Before introducing the poem Eating Pears, by Kim Welliver, to a friend, I was under the extremely naïve notion that a majority of people in the world were aware of the story of Lizzie Borden and the infamous murders of her father and step-mother with an axe one very hot early August day in Fall River, Massachusetts. The 1892 trial captivated the nation with either exaggerated or explicit details in the news depicting the gruesome murders and the circus within the courtroom itself, where at one point the actual severed heads of Abby and Andrew Jackson Borden were brought in and entered into evidence. Lizzie Borden was acquitted of the murders and lived a solitary life, never leaving Fall River.
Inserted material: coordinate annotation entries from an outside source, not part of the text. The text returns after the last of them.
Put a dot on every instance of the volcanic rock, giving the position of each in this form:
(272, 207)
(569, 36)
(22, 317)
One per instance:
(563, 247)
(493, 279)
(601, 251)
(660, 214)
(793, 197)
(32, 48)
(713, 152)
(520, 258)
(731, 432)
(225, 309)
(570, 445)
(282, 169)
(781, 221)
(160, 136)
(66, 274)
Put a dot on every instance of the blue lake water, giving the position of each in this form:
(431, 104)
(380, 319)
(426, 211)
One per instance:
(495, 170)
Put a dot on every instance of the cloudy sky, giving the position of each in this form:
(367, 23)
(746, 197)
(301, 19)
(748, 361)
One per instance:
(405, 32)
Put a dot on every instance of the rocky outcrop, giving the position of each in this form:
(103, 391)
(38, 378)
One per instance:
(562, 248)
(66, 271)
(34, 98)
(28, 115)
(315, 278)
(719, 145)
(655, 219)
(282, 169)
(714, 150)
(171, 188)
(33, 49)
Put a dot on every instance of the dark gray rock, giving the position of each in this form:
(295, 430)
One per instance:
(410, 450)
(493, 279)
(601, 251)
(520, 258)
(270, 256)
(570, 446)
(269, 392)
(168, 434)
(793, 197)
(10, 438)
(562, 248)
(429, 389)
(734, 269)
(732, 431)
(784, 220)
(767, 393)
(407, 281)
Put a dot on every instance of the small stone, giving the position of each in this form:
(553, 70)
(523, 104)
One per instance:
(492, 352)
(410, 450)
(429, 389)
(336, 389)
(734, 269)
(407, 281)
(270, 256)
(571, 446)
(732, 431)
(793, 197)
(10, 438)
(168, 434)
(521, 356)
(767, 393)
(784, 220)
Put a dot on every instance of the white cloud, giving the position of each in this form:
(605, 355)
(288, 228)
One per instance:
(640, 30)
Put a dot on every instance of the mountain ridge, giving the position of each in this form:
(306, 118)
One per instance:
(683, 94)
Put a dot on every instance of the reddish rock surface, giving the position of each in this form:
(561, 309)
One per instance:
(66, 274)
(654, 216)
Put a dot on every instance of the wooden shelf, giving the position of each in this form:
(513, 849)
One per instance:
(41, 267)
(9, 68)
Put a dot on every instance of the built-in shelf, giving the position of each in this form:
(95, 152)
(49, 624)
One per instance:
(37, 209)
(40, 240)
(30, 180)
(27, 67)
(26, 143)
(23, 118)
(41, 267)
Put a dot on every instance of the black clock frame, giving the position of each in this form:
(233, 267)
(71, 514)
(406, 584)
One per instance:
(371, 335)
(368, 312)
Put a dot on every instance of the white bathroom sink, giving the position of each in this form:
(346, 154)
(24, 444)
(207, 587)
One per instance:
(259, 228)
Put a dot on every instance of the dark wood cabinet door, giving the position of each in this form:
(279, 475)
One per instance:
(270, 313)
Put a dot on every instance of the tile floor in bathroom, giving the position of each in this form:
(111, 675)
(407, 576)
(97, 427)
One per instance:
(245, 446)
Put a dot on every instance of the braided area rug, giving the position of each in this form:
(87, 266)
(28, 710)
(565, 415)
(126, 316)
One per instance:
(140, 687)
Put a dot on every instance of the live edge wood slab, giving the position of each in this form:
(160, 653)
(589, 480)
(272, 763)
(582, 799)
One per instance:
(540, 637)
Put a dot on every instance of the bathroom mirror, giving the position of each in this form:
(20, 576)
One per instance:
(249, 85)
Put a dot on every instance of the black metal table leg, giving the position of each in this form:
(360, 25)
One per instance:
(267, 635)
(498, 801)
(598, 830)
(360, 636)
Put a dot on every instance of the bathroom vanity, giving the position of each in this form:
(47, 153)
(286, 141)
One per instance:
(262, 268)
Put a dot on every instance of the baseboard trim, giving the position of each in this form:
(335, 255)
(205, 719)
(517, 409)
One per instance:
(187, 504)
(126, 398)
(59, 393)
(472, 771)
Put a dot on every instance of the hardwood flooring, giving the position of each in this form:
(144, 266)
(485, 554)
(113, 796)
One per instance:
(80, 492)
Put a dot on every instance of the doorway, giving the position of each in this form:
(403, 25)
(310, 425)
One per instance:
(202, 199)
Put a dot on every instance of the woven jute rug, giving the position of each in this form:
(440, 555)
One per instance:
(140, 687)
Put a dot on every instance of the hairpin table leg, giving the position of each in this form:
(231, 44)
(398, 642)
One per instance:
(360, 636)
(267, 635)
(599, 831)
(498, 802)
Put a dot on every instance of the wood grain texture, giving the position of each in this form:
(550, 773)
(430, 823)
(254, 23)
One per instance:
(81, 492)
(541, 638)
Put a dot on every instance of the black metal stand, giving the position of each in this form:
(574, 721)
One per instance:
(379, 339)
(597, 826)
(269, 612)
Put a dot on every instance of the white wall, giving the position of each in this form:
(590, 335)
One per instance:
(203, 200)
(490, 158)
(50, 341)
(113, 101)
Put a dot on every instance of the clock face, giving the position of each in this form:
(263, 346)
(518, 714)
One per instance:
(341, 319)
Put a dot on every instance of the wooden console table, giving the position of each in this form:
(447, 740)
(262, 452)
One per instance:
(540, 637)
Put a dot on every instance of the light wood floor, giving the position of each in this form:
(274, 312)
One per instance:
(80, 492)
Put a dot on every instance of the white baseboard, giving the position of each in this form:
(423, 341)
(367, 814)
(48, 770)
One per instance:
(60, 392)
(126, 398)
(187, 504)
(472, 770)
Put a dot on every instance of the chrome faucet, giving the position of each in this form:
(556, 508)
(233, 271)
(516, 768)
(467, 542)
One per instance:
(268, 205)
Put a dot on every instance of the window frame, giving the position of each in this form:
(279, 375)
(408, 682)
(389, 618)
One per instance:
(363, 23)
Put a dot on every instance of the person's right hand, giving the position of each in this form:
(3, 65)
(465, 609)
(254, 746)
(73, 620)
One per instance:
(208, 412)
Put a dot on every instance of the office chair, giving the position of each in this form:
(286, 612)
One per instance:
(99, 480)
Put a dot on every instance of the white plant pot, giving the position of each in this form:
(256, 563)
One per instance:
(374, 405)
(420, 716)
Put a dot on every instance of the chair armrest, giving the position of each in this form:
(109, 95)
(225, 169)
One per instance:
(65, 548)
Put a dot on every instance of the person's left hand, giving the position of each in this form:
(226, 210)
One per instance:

In a description of the poem, Welliver said that when the murders took place, Lizzie Borden claimed to have been eating pears in a barn. One of the things I most enjoy about this poem is Welliver’s ability to submerge the reader in the mind of Borden and that series of events, whether real or fabricated. The reader is delivered into the consciousness of Borden so seamlessly, that there is a longing that comes across for those few moments just before her life was so horrifically upended one final time. Yet that tender longing is supplemented with jarring accounts of the difficulties within the Borden home.

 

Juice streamed, and dripped,
dappled my face and throat.

The house was a flint cinder
beneath the eyelid.
A constant irritant
broken only
by bright flares
of pain.

The ability to undertake such a perspective is a difficult task. So often in such sensational crimes, it is difficult to create distance between legend and an involved parties’ singular perspective. Despite having a lifelong ‘fascination’ with the Borden mystery, Welliver manages to create that distance and deliver readers to a moment in time some have yet to discover.